Depuis novembre 2008, en effet, une huitaine de personnes alors installées dans le village corrézien de Tarnac sont poursuivies pour « participation à une association de malfaiteurs en vue de la préparation d’un acte terroriste ». Appartenant à la mouvance anarcho-autonome et se revendiquant d’un opuscule radical publié en 2007 (L’Insurrection qui vient), plusieurs membres de ce groupe sont soupçonnés d’avoir saboté cinq lignes de TGV à l’automne 2008 en posant des fers à béton sur des caténaires. Leur chef de file, Julien Coupat, sera détenu pendant six mois avant d’être remis en liberté.

A l’époque, le gouvernement Fillon avait fait de leur arrestation le symbole de sa fermeté en matière de sécurité en général, et de lutte antiterroriste en particulier, au moment où venait d’être créée la Direction centrale du renseignement intérieur (DCRI). Sa ministre de l’intérieur, Michèle Alliot-Marie, n’avait pas hésité à dénoncer les dérives et la menace de l’« ultragauche ».

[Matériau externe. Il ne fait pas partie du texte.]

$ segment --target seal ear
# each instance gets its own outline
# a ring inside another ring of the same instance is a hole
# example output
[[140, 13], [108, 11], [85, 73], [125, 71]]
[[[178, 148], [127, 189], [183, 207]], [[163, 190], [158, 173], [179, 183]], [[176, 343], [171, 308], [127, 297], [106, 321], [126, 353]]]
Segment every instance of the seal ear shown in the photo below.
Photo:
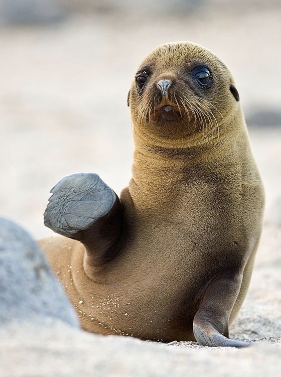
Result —
[[130, 106], [130, 92], [131, 92], [131, 90], [129, 90], [129, 92], [128, 93], [128, 96], [127, 97], [127, 106]]
[[232, 84], [231, 84], [229, 87], [229, 90], [232, 93], [232, 95], [236, 101], [238, 102], [239, 101], [239, 93], [237, 91], [237, 89], [235, 88], [234, 85]]

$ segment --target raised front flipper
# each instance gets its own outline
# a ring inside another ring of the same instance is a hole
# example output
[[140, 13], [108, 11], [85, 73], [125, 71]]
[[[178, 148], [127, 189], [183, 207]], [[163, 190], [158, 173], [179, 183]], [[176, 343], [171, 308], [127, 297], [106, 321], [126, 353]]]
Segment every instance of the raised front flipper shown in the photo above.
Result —
[[213, 280], [193, 320], [193, 333], [202, 346], [242, 348], [249, 343], [228, 338], [228, 323], [242, 279], [238, 272], [227, 271]]
[[45, 225], [80, 241], [91, 266], [101, 265], [113, 257], [122, 212], [114, 191], [97, 174], [77, 173], [62, 178], [51, 192], [44, 214]]

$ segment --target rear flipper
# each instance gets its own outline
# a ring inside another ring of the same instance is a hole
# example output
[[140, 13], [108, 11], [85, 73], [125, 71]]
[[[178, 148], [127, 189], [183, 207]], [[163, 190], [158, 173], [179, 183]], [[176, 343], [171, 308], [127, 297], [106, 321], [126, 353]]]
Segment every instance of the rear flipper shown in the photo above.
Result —
[[228, 338], [228, 323], [242, 275], [227, 272], [212, 281], [193, 320], [193, 333], [202, 346], [242, 348], [249, 343]]
[[122, 206], [114, 191], [94, 173], [77, 173], [62, 178], [44, 214], [54, 232], [80, 241], [87, 262], [101, 265], [115, 255], [120, 235]]

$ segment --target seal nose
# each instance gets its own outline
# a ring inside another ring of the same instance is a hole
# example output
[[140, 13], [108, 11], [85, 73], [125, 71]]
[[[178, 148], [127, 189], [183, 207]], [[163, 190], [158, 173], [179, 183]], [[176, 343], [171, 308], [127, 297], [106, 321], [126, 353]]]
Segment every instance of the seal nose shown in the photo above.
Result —
[[170, 80], [160, 80], [157, 83], [157, 86], [161, 89], [162, 94], [165, 96], [167, 94], [167, 89], [170, 86], [171, 84]]

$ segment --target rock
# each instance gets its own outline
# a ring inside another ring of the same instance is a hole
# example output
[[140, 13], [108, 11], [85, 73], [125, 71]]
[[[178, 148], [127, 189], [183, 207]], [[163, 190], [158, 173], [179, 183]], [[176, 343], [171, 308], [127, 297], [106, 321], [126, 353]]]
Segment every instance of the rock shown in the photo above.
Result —
[[250, 127], [281, 127], [281, 110], [275, 108], [257, 108], [245, 111], [246, 124]]
[[46, 257], [29, 235], [0, 218], [0, 326], [54, 318], [78, 327], [76, 313]]

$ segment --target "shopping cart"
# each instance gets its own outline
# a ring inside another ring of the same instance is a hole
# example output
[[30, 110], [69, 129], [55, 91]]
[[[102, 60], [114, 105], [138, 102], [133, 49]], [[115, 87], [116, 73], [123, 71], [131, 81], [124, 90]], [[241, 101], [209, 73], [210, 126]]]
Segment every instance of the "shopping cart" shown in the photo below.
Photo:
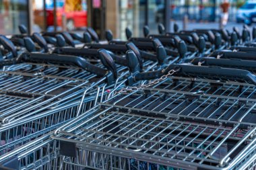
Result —
[[51, 133], [26, 143], [0, 157], [1, 165], [11, 169], [57, 169], [59, 166], [57, 141]]
[[[115, 69], [105, 50], [99, 52], [108, 70], [102, 64], [93, 65], [73, 56], [24, 54], [20, 59], [25, 60], [26, 65], [1, 71], [1, 155], [104, 99], [107, 89], [115, 88], [125, 75], [123, 68]], [[59, 65], [53, 64], [56, 61]], [[79, 102], [69, 105], [76, 101]]]

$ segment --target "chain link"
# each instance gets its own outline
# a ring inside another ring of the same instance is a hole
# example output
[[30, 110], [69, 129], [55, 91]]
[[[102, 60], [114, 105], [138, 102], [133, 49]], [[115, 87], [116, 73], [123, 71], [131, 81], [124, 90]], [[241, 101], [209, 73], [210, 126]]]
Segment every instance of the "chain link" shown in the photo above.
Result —
[[117, 91], [115, 94], [119, 94], [122, 93], [131, 93], [135, 91], [141, 90], [146, 87], [150, 87], [152, 85], [158, 84], [160, 82], [163, 81], [164, 80], [166, 79], [168, 76], [170, 76], [173, 75], [174, 73], [179, 71], [179, 70], [170, 70], [168, 72], [166, 75], [161, 76], [160, 78], [156, 79], [153, 81], [151, 81], [148, 83], [148, 84], [141, 85], [140, 86], [137, 87], [127, 87], [125, 88], [121, 89], [121, 90]]

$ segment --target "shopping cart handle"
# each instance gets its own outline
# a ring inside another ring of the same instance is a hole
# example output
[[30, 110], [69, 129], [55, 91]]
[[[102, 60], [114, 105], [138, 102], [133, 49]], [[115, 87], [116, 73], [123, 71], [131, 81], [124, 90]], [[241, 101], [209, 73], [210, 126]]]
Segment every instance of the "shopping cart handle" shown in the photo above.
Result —
[[132, 51], [133, 51], [133, 52], [135, 53], [135, 54], [137, 56], [137, 60], [139, 61], [139, 67], [141, 69], [143, 69], [143, 60], [142, 60], [142, 58], [141, 58], [139, 49], [137, 48], [137, 46], [135, 45], [134, 45], [134, 44], [133, 42], [131, 42], [126, 43], [125, 46], [127, 48], [127, 50], [131, 50]]
[[232, 51], [215, 51], [210, 56], [221, 58], [238, 58], [243, 60], [255, 60], [255, 52], [232, 52]]
[[84, 32], [83, 38], [84, 42], [92, 43], [92, 36], [89, 32]]
[[110, 30], [108, 30], [105, 32], [105, 36], [108, 42], [112, 41], [113, 40], [113, 34]]
[[61, 35], [64, 37], [65, 40], [66, 40], [66, 42], [73, 46], [75, 47], [75, 43], [74, 40], [73, 39], [72, 36], [68, 33], [67, 32], [61, 32]]
[[229, 49], [231, 50], [236, 50], [240, 52], [256, 52], [255, 47], [248, 46], [231, 46]]
[[79, 56], [40, 53], [24, 53], [22, 56], [22, 60], [25, 62], [49, 62], [57, 64], [72, 64], [98, 76], [102, 77], [108, 73], [107, 70], [92, 65], [84, 58]]
[[236, 32], [233, 32], [230, 36], [230, 44], [231, 46], [234, 46], [236, 44], [238, 40], [237, 34]]
[[214, 39], [215, 48], [216, 49], [219, 48], [219, 47], [222, 44], [222, 36], [221, 36], [220, 33], [216, 32], [215, 34], [215, 39]]
[[124, 52], [125, 52], [127, 50], [126, 46], [121, 44], [92, 44], [90, 45], [90, 48], [104, 48], [108, 50]]
[[126, 52], [125, 56], [127, 67], [129, 67], [131, 74], [133, 75], [139, 73], [140, 68], [139, 61], [134, 52], [131, 50], [129, 50]]
[[87, 28], [87, 32], [90, 34], [90, 35], [91, 36], [92, 39], [96, 42], [99, 42], [99, 38], [98, 38], [98, 34], [94, 29], [92, 29], [90, 27], [88, 27], [88, 28]]
[[19, 26], [19, 31], [20, 34], [28, 34], [28, 28], [23, 24], [20, 24]]
[[214, 57], [197, 57], [192, 62], [193, 65], [201, 65], [203, 66], [216, 66], [227, 68], [248, 70], [249, 71], [256, 71], [256, 61], [245, 60], [239, 59], [216, 59]]
[[18, 52], [13, 43], [10, 40], [7, 38], [5, 36], [0, 36], [0, 43], [5, 49], [11, 51], [14, 57], [16, 57], [18, 56]]
[[47, 52], [49, 50], [47, 42], [45, 39], [41, 36], [41, 34], [38, 32], [35, 32], [33, 34], [32, 37], [35, 42], [38, 44], [41, 48], [44, 48], [45, 52]]
[[29, 52], [36, 52], [36, 45], [34, 44], [32, 40], [29, 37], [25, 37], [24, 38], [24, 45], [26, 48]]
[[133, 36], [133, 33], [131, 32], [131, 30], [127, 27], [125, 28], [125, 35], [127, 40], [129, 40]]
[[164, 47], [162, 45], [156, 48], [156, 58], [160, 65], [167, 65], [167, 54]]
[[113, 75], [114, 75], [114, 78], [117, 79], [117, 69], [111, 56], [104, 49], [99, 49], [98, 53], [102, 65], [104, 65], [108, 71], [112, 72]]
[[79, 40], [80, 42], [84, 42], [84, 40], [83, 37], [81, 35], [78, 34], [77, 33], [69, 32], [69, 34], [72, 36], [73, 39]]
[[55, 36], [56, 37], [56, 43], [57, 43], [57, 46], [65, 46], [65, 44], [66, 44], [66, 42], [65, 41], [65, 38], [64, 37], [60, 34], [58, 34]]
[[[110, 51], [108, 51], [114, 61], [119, 65], [126, 66], [126, 59], [123, 57], [117, 56]], [[99, 57], [97, 49], [91, 48], [56, 48], [53, 53], [59, 54], [72, 54], [84, 57], [94, 56]]]
[[150, 28], [148, 26], [144, 26], [143, 27], [143, 34], [144, 35], [144, 37], [148, 37], [148, 36], [150, 34]]

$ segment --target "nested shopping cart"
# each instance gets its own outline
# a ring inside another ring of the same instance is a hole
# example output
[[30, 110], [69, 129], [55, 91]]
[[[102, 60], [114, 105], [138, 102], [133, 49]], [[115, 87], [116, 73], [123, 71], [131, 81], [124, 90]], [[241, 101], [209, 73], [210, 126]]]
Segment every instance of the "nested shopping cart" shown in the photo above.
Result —
[[[127, 66], [133, 69], [134, 62], [129, 56]], [[103, 65], [91, 65], [74, 56], [23, 54], [15, 60], [22, 62], [20, 67], [2, 71], [0, 89], [5, 93], [1, 108], [1, 154], [54, 130], [104, 100], [111, 89], [125, 86], [128, 67], [118, 65], [116, 69], [104, 50], [99, 51], [99, 57]], [[53, 64], [56, 62], [59, 65]], [[145, 71], [156, 66], [154, 61], [143, 63]], [[77, 100], [80, 103], [75, 102]]]
[[[187, 76], [191, 67], [174, 71], [177, 75]], [[231, 77], [227, 73], [230, 69], [221, 69], [224, 72], [218, 75], [222, 81], [220, 89], [216, 85], [221, 81], [209, 81], [207, 85], [204, 79], [195, 87], [212, 89], [183, 91], [164, 88], [160, 83], [162, 87], [121, 91], [63, 126], [52, 136], [60, 142], [61, 168], [252, 169], [256, 147], [255, 77], [235, 69]], [[214, 75], [214, 72], [205, 71], [201, 75], [194, 72], [194, 77]], [[228, 75], [232, 81], [227, 83], [224, 79]], [[247, 83], [241, 83], [245, 80]], [[187, 88], [191, 89], [193, 83]]]
[[124, 76], [123, 68], [116, 69], [106, 52], [99, 52], [108, 70], [102, 64], [92, 65], [73, 56], [24, 54], [25, 64], [1, 71], [0, 155], [56, 128], [104, 99], [107, 89]]

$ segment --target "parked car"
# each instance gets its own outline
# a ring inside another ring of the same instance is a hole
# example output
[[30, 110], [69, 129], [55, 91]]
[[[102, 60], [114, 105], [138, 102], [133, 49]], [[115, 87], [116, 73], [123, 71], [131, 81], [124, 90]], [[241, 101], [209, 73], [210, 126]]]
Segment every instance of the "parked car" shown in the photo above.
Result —
[[248, 25], [256, 22], [256, 1], [247, 1], [236, 13], [236, 22]]

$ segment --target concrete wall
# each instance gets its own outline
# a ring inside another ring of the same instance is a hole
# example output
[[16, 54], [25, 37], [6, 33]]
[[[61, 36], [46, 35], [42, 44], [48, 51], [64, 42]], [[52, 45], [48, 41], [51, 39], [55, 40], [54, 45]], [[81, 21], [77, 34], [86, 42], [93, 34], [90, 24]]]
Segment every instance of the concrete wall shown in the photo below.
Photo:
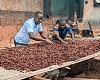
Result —
[[0, 25], [22, 25], [36, 11], [43, 12], [43, 0], [0, 0]]
[[88, 28], [88, 21], [93, 28], [100, 28], [100, 7], [94, 7], [94, 0], [84, 0], [83, 26], [86, 28]]

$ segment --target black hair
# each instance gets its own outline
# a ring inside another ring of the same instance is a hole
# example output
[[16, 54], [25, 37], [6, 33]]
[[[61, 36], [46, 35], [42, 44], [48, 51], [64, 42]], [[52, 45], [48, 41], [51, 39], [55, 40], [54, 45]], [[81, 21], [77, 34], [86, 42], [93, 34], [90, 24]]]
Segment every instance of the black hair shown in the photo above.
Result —
[[37, 11], [37, 12], [35, 12], [34, 16], [38, 16], [39, 14], [42, 14], [42, 12]]
[[66, 23], [66, 20], [60, 19], [58, 24]]

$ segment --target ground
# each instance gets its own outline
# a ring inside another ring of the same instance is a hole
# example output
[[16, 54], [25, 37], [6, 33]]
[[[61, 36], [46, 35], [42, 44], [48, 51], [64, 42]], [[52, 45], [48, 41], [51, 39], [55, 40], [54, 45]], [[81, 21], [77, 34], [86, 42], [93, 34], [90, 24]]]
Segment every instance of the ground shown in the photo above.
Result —
[[[49, 24], [47, 24], [49, 25]], [[47, 35], [47, 29], [52, 27], [53, 25], [43, 25], [44, 33]], [[22, 25], [19, 26], [0, 26], [0, 49], [5, 48], [5, 47], [11, 47], [14, 46], [13, 44], [13, 38], [17, 32], [20, 30]], [[36, 34], [39, 36], [39, 34]], [[12, 39], [11, 39], [12, 38]], [[10, 39], [11, 39], [11, 46], [10, 46]], [[39, 41], [38, 41], [39, 42]], [[29, 44], [37, 43], [37, 41], [31, 40]], [[98, 63], [100, 64], [100, 63]], [[87, 75], [82, 73], [81, 75], [78, 75], [77, 77], [87, 77], [87, 78], [98, 78], [100, 74], [95, 74], [96, 72], [88, 72]], [[99, 77], [100, 78], [100, 77]]]

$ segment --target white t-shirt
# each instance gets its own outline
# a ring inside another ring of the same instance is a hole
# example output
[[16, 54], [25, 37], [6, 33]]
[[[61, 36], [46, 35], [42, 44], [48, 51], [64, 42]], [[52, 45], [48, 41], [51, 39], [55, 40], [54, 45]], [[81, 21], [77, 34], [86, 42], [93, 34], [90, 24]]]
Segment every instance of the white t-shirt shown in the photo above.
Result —
[[37, 32], [42, 31], [43, 29], [41, 23], [36, 25], [34, 18], [28, 19], [15, 36], [15, 41], [18, 43], [28, 44], [28, 42], [30, 41], [30, 37], [28, 35], [29, 32], [33, 32], [35, 35]]

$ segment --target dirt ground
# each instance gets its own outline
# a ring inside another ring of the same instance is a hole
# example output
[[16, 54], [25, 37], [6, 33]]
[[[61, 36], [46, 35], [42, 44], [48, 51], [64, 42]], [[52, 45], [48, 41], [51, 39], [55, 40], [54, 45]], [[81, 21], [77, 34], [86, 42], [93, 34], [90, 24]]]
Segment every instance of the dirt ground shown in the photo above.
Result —
[[[43, 29], [44, 29], [44, 33], [46, 36], [48, 33], [47, 29], [48, 28], [50, 29], [51, 27], [54, 26], [54, 24], [50, 25], [50, 23], [51, 22], [43, 23]], [[17, 32], [20, 30], [21, 27], [22, 27], [22, 25], [19, 25], [19, 26], [0, 26], [0, 49], [5, 48], [5, 47], [11, 47], [10, 46], [10, 39], [17, 34]], [[39, 36], [39, 34], [36, 34], [36, 35]], [[39, 42], [39, 41], [31, 40], [29, 42], [29, 44], [33, 44], [33, 43], [37, 43], [37, 42]], [[13, 38], [11, 39], [11, 45], [14, 46]], [[97, 64], [95, 64], [95, 65], [97, 65]], [[98, 65], [100, 65], [100, 62], [98, 63]], [[88, 73], [87, 74], [86, 73], [87, 72], [84, 72], [80, 75], [77, 75], [76, 77], [100, 79], [100, 72], [98, 73], [96, 70], [88, 71]]]
[[[17, 34], [17, 32], [20, 30], [21, 27], [22, 26], [4, 26], [4, 27], [0, 26], [0, 48], [10, 47], [10, 39]], [[43, 29], [45, 35], [47, 35], [47, 27], [43, 26]], [[38, 33], [36, 35], [39, 36]], [[39, 41], [31, 40], [29, 44], [37, 42]], [[14, 46], [13, 38], [11, 39], [11, 45]]]

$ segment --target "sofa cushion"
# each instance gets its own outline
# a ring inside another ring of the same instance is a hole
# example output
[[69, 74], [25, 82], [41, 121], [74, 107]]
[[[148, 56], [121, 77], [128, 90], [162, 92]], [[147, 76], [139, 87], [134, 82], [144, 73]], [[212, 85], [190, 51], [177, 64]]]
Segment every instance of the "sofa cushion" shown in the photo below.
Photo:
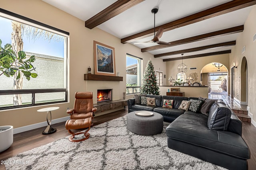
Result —
[[188, 98], [182, 96], [163, 96], [162, 100], [162, 104], [163, 106], [164, 103], [164, 99], [172, 100], [173, 100], [172, 103], [172, 108], [178, 109], [181, 104], [182, 100], [188, 100]]
[[163, 106], [164, 107], [172, 108], [173, 100], [164, 99]]
[[210, 129], [226, 131], [232, 112], [225, 104], [215, 103], [209, 111], [208, 128]]
[[206, 98], [203, 98], [201, 97], [199, 97], [198, 99], [204, 101], [203, 104], [201, 106], [201, 108], [199, 110], [199, 113], [204, 114], [205, 115], [208, 115], [208, 113], [210, 110], [210, 108], [212, 105], [212, 104], [215, 102], [220, 102], [220, 100], [218, 99], [207, 99]]
[[160, 95], [153, 95], [150, 94], [147, 94], [146, 96], [148, 98], [156, 98], [156, 106], [158, 107], [162, 106], [161, 102], [162, 102], [162, 96]]
[[250, 151], [239, 135], [230, 132], [210, 129], [206, 115], [192, 111], [185, 113], [166, 129], [167, 136], [239, 158], [250, 158]]
[[188, 107], [188, 110], [198, 113], [201, 108], [201, 106], [204, 101], [201, 100], [196, 100], [194, 99], [190, 99], [189, 100], [190, 104]]
[[146, 96], [146, 94], [134, 94], [134, 98], [135, 98], [135, 104], [140, 104], [141, 96]]
[[147, 98], [147, 106], [156, 106], [156, 98]]
[[153, 109], [156, 107], [157, 107], [157, 106], [135, 104], [132, 106], [131, 109], [133, 110], [146, 110], [147, 111], [153, 111]]
[[173, 117], [178, 117], [183, 114], [185, 111], [181, 109], [164, 107], [158, 107], [155, 108], [154, 109], [153, 111], [160, 113], [163, 116], [164, 115]]
[[141, 104], [142, 105], [147, 105], [147, 97], [145, 96], [141, 96], [140, 97], [140, 102]]
[[190, 101], [188, 100], [182, 100], [181, 104], [179, 106], [178, 109], [182, 109], [182, 110], [187, 111], [188, 109], [189, 105], [190, 104]]

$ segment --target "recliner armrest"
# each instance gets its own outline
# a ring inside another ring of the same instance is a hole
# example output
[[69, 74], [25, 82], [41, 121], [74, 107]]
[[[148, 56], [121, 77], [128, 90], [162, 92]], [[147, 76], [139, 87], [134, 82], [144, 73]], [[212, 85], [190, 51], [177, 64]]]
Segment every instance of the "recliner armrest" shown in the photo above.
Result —
[[96, 107], [93, 107], [92, 109], [92, 111], [93, 112], [96, 111], [96, 110], [97, 110]]
[[67, 110], [67, 113], [70, 114], [72, 114], [74, 110], [75, 109], [69, 109], [68, 110]]

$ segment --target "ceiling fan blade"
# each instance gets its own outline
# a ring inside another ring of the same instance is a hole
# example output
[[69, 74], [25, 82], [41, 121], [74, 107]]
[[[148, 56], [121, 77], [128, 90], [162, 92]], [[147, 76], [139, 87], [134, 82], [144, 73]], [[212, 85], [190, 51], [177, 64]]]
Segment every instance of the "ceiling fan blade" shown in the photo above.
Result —
[[134, 43], [133, 44], [142, 44], [143, 43], [154, 43], [154, 42], [153, 42], [152, 40], [151, 40], [151, 41], [148, 41], [140, 42], [139, 43]]
[[164, 28], [162, 28], [162, 27], [159, 28], [159, 29], [158, 29], [158, 31], [156, 33], [156, 35], [155, 35], [155, 36], [154, 37], [154, 39], [156, 37], [157, 37], [158, 39], [160, 39], [160, 38], [161, 38], [161, 37], [162, 37], [162, 35], [163, 35], [164, 30]]
[[162, 45], [168, 45], [170, 44], [170, 43], [167, 43], [167, 42], [164, 41], [158, 41], [156, 43], [157, 43], [158, 44], [161, 44]]

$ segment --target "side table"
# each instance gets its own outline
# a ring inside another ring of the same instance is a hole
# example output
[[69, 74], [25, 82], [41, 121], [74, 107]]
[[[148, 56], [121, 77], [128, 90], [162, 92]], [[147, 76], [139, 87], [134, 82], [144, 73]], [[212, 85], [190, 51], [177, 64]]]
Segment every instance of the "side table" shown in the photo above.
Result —
[[[46, 121], [47, 121], [47, 124], [48, 124], [48, 125], [46, 127], [46, 128], [45, 129], [45, 130], [42, 131], [42, 133], [43, 134], [50, 134], [51, 133], [54, 133], [56, 131], [56, 129], [53, 128], [52, 127], [51, 127], [51, 124], [52, 123], [52, 112], [51, 112], [51, 111], [57, 110], [57, 109], [58, 109], [60, 107], [50, 107], [44, 108], [43, 109], [37, 110], [37, 111], [39, 111], [40, 112], [42, 112], [44, 111], [46, 111], [47, 112], [47, 114], [46, 115]], [[50, 121], [48, 119], [48, 117], [49, 117], [49, 114]]]

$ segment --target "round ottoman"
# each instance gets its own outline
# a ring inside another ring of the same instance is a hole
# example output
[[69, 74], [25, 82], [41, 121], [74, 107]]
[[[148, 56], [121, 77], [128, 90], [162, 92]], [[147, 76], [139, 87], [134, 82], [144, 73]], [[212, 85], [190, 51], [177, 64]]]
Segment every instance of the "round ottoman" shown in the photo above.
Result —
[[[153, 115], [142, 116], [136, 113], [153, 113]], [[134, 111], [127, 115], [127, 129], [131, 132], [142, 135], [152, 135], [160, 133], [163, 130], [164, 118], [160, 114], [151, 111]]]

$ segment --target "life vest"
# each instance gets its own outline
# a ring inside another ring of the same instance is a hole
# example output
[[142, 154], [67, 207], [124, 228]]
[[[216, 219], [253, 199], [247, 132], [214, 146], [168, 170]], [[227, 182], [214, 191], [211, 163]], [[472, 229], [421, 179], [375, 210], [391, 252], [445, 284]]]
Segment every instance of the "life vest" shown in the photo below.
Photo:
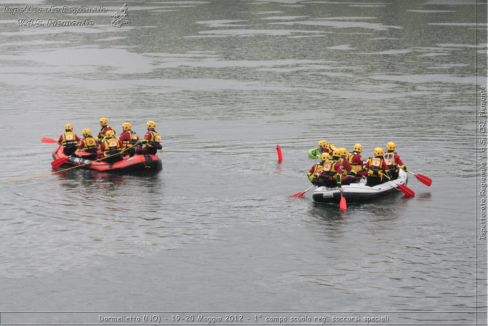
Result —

En sept ans, cette affaire s’est largement dégonflée, comme en témoigne l’ordonnance conclusive de la juge d’instruction, rendue publique le 8 août. Elle a certes décidé de renvoyer les huit militants libertaires devant le tribunal correctionnel, dont quatre pour association de malfaiteurs et les autres pour des délits mineurs. Mais elle n’a pas retenu la qualification de « terroriste » dans ce dossier.

C’est, d’une part, un camouflet pour le parquet qui, dans ses réquisitions, au mois de mai, avait réclamé que cette qualification aggravante fût retenue. A ses yeux, L’Insurrection qui vient – texte pourtant en vente libre en librairie – constituait un guide théorique « visant à renverser l’Etat par la violence » et à installer « un sentiment de terreur et d’intimidation » dans le pays.

D’autre part, et de manière logique, la décision de la juge tire le bilan piteux d’une enquête erratique, confuse et lacunaire. Le seul fait concret retenu est la pose d’un crochet sur une caténaire. Mais il n’y a ni flagrant délit, ni preuves, ni aveux que Julien Coupat et sa compagne, directement mis en cause, ont participé à ce sabotage. En outre, les experts admettent que cet acte de malveillance ne menaçait en rien des personnes. Quant à l’enquête, elle a mis au jour bien des irrégularités et des incohérences, opportunément couvertes par le secret défense, au point de jeter le doute, voire le discrédit, sur les méthodes de la DCRI.

Les Français ont tragiquement découvert, depuis l’équipée sanglante de Mohamed Merah en 2012 et les attentats parisiens de janvier, la réalité d’une menace terroriste de nature, selon l’article 421-1 du code pénal, à provoquer « l’intimidation et la terreur ». Poursuivre les jeunes de Tarnac pour un motif identique relèverait de l’acharnement absurde ou de l’entêtement coupable. Le ministère public a pourtant décidé lundi 10 août de faire appel de l’ordonnance de la juge d’instruction.

Cette affaire démontre, enfin, à quels dérapages périlleux peut conduire la tentation d’instrumentaliser la peur du terrorisme, au mépris des libertés individuelles. Ce qui était vrai hier ne l’est pas moins aujourd’hui, face à une menace autrement dramatique. En démocratie, la fin ne justifie jamais les moyens.